Benchmarked NONE / ROW / PAGE data compression on SQL Server 2025 across five data shapes. There is no single compression ratio — ROW reclaims fixed-width waste, PAGE adds dictionary compression for repetitive data, and neither touches high-entropy data. Plus the counterintuitive bits: compression that speeds up inserts, the warm-vs-cold read tradeoff, and what random-key inserts actually do to a compressed table.

SQL Server data compression looks like a free lunch: ALTER TABLE … REBUILD WITH (DATA_COMPRESSION = PAGE) and your table gets smaller. But “how much smaller” has no single answer — it depends entirely on the shape of your data — and the performance story has two genuinely counterintuitive twists. So I measured it: NONE vs ROW vs PAGE, on SQL Server 2025, across five deliberately different data shapes, with the same timing methodology as the rest of the series.

First, a one-paragraph refresher.

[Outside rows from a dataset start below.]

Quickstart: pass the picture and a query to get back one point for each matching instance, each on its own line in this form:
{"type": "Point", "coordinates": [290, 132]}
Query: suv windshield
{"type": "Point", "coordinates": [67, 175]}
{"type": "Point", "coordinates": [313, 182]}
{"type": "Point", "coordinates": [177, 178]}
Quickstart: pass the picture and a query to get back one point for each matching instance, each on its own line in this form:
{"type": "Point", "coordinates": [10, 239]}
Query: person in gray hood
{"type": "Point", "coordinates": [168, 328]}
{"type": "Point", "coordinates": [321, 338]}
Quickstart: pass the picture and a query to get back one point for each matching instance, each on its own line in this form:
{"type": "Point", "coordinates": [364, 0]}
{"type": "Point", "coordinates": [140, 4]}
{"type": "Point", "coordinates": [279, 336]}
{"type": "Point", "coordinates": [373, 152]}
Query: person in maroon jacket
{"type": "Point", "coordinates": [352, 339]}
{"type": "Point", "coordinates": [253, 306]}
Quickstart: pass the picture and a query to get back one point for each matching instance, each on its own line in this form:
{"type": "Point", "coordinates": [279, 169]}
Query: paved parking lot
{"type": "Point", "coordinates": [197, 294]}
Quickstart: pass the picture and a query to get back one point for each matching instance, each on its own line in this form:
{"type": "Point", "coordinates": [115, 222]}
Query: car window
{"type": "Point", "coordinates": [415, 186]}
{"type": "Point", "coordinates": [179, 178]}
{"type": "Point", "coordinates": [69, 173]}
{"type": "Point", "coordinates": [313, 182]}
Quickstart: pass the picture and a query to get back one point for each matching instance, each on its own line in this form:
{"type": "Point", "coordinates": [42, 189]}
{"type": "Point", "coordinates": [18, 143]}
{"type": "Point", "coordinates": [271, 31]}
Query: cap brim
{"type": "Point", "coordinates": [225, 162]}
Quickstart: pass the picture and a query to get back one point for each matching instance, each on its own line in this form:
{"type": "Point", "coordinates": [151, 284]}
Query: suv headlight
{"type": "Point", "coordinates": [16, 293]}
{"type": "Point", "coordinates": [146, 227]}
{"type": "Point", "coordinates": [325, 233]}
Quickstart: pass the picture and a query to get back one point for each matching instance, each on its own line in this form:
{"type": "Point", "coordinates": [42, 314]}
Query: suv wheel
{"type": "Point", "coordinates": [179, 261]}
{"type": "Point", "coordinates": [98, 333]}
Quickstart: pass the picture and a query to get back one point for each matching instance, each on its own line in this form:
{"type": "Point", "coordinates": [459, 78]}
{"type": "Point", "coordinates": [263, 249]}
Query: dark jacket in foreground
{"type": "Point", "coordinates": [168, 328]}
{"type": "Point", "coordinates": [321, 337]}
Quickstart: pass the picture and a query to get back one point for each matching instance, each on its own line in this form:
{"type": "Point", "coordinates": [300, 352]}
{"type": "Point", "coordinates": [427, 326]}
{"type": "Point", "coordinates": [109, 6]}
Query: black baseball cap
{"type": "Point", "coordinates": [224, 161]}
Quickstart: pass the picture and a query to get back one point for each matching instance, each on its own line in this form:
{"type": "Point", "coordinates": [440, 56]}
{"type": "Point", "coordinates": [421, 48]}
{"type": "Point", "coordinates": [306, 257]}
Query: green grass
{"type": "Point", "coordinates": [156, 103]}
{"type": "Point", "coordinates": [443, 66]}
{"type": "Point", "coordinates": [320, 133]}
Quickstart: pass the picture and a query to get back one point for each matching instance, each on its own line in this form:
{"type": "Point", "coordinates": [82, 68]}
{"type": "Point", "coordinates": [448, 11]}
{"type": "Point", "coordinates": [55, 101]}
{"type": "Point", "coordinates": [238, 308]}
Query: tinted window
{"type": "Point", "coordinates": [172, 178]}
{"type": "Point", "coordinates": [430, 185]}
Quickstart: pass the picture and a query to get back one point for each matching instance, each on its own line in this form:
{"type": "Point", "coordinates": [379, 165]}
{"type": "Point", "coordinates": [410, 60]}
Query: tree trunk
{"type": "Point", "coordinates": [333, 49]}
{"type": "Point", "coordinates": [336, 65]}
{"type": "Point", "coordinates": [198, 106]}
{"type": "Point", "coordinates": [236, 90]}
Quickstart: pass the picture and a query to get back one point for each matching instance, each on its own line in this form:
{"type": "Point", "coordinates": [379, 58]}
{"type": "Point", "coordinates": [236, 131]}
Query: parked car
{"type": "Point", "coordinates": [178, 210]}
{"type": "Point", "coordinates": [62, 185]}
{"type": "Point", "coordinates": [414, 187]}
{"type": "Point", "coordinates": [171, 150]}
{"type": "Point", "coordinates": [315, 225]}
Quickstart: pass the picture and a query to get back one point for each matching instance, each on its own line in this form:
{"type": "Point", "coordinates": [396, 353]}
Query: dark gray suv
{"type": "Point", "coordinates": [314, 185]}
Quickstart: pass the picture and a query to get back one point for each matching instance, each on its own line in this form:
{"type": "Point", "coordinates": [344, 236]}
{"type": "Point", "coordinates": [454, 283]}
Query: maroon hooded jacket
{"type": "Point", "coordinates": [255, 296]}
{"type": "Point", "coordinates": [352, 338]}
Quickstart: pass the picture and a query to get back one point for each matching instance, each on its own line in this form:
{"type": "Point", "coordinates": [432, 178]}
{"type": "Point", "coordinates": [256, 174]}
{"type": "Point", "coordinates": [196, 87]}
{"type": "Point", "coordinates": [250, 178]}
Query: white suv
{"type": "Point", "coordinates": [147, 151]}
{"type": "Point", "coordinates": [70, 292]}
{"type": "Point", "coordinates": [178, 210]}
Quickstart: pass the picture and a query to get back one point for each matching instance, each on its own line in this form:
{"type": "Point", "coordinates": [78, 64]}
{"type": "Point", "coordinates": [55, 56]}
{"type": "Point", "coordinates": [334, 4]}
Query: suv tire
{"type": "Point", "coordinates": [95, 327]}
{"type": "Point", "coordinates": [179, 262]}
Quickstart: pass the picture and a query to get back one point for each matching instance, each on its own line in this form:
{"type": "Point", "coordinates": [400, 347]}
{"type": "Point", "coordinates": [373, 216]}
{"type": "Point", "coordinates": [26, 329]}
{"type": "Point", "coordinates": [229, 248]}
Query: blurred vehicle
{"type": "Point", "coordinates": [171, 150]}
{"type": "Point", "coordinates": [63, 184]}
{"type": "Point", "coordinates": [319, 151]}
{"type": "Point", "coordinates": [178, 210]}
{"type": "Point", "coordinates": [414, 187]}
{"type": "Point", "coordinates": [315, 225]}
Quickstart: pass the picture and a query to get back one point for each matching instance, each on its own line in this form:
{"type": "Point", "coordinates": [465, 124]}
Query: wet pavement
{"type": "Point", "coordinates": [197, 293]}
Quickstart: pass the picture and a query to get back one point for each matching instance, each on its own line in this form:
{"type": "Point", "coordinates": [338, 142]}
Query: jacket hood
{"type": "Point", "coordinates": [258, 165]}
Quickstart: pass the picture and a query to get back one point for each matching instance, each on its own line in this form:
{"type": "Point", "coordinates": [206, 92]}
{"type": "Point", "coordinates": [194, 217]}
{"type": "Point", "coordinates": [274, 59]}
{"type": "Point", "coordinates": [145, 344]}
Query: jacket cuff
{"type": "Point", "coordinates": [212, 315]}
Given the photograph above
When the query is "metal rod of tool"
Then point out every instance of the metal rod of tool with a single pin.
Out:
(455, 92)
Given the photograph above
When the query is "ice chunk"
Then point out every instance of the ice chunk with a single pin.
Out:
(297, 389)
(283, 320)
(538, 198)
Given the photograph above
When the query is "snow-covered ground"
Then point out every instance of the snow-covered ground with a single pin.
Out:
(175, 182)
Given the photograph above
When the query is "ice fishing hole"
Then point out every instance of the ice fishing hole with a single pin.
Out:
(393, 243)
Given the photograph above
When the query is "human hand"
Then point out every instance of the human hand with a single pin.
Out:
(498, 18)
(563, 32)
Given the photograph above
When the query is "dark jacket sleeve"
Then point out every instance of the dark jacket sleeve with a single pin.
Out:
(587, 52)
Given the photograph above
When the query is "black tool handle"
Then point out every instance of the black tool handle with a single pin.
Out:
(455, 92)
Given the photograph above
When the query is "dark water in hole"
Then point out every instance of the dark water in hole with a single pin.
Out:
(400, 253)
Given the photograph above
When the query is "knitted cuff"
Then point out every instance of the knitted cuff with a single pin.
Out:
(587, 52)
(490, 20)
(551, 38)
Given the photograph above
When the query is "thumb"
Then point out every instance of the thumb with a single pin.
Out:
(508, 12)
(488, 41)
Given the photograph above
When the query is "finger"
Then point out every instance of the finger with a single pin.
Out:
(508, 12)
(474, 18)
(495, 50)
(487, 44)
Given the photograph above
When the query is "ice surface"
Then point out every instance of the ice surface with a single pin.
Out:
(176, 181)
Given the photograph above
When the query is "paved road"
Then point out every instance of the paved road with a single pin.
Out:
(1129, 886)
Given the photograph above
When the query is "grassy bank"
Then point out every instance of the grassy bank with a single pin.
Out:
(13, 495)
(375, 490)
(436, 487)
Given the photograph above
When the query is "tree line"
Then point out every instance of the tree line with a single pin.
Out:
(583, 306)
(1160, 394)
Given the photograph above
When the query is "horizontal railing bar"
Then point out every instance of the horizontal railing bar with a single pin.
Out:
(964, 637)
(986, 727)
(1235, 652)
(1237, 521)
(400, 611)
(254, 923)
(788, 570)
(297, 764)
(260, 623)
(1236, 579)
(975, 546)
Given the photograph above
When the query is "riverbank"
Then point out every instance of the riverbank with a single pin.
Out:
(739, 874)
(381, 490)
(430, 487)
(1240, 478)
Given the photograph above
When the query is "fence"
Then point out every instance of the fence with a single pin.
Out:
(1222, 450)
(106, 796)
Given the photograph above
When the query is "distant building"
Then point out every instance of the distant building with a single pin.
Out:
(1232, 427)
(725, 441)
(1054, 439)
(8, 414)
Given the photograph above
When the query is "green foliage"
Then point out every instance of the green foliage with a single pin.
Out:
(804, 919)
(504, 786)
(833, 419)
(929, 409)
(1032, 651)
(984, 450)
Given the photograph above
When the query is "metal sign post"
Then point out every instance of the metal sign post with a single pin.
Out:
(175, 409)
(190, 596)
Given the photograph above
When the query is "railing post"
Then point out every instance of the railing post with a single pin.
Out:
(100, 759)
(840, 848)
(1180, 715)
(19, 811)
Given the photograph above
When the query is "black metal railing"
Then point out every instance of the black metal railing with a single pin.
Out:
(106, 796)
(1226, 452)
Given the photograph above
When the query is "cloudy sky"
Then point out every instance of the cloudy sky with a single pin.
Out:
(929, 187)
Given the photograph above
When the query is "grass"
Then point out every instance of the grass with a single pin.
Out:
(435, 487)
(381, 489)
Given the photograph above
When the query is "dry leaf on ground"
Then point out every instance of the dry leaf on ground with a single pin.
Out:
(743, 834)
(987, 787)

ROW compression stores fixed-width types in a variable-width format — a BIGINT holding 42 stops costing 8 bytes, a CHAR(50) holding "item_7" stops being padded to 50. PAGE compression does ROW plus prefix compression and a per-page dictionary, so repeated and similar values across the page collapse. ROW is cheap CPU; PAGE is more. Neither does anything for data that is already compact and random.

There is no “compression ratio” — there’s your data

Same 50k–300k rows, five shapes, measured used-KB as a percentage of uncompressed:

ShapeROWPAGEPAGE factorWhy
padded_char (CHAR(n), short content)25%15%~6.6×ROW trims the padding; PAGE adds more
bigint_small (BIGINT, small values)33%32%~3.1×ROW does all the work; PAGE adds ~nothing
lowcard (repeated codes/strings)67%34%~2.9×PAGE’s dictionary is the win; ROW is modest
realistic (typical OLTP row)80%44%~2.3×PAGE is the clear pick
highentropy (GUID + random bytes)98%98%~1.0×random data won’t compress — don’t bother

Read the spread on that table: PAGE shrank the padded-CHAR table by 6.6× and the random-GUID table by nothing. Two rules fall out:

  • ROW is the safe baseline win wherever you have fixed-width slack — oversized integer types, padded CHAR, sparse DECIMAL. It’s cheap and often pays for itself.
  • PAGE earns its extra CPU specifically on low-cardinality, repetitive data. On a BIGINT-heavy table it adds almost nothing over ROW; on a status/category/code table it roughly halves ROW again.
  • On high-entropy data (GUIDs, hashes, encrypted/random blobs, already-compact rows) compression buys you nothing but CPU. Don’t apply it reflexively.

Before you compress anything, ask the engine: sp_estimate_data_compression_savings predicts each level’s size from a sample. In the benchmark it called the big lowcard win and the highentropy non-win correctly — use it.

The counterintuitive write: compression can make inserts faster

Everyone “knows” compression trades CPU for space, so it must slow writes down. On compressible data, the opposite happened. Bulk-loading the compressible shapes, ROW compression ran the insert faster than NONE — roughly 60–75% of the uncompressed time (padded CHAR ~63%, bigint_small ~70%, lowcard ~75%).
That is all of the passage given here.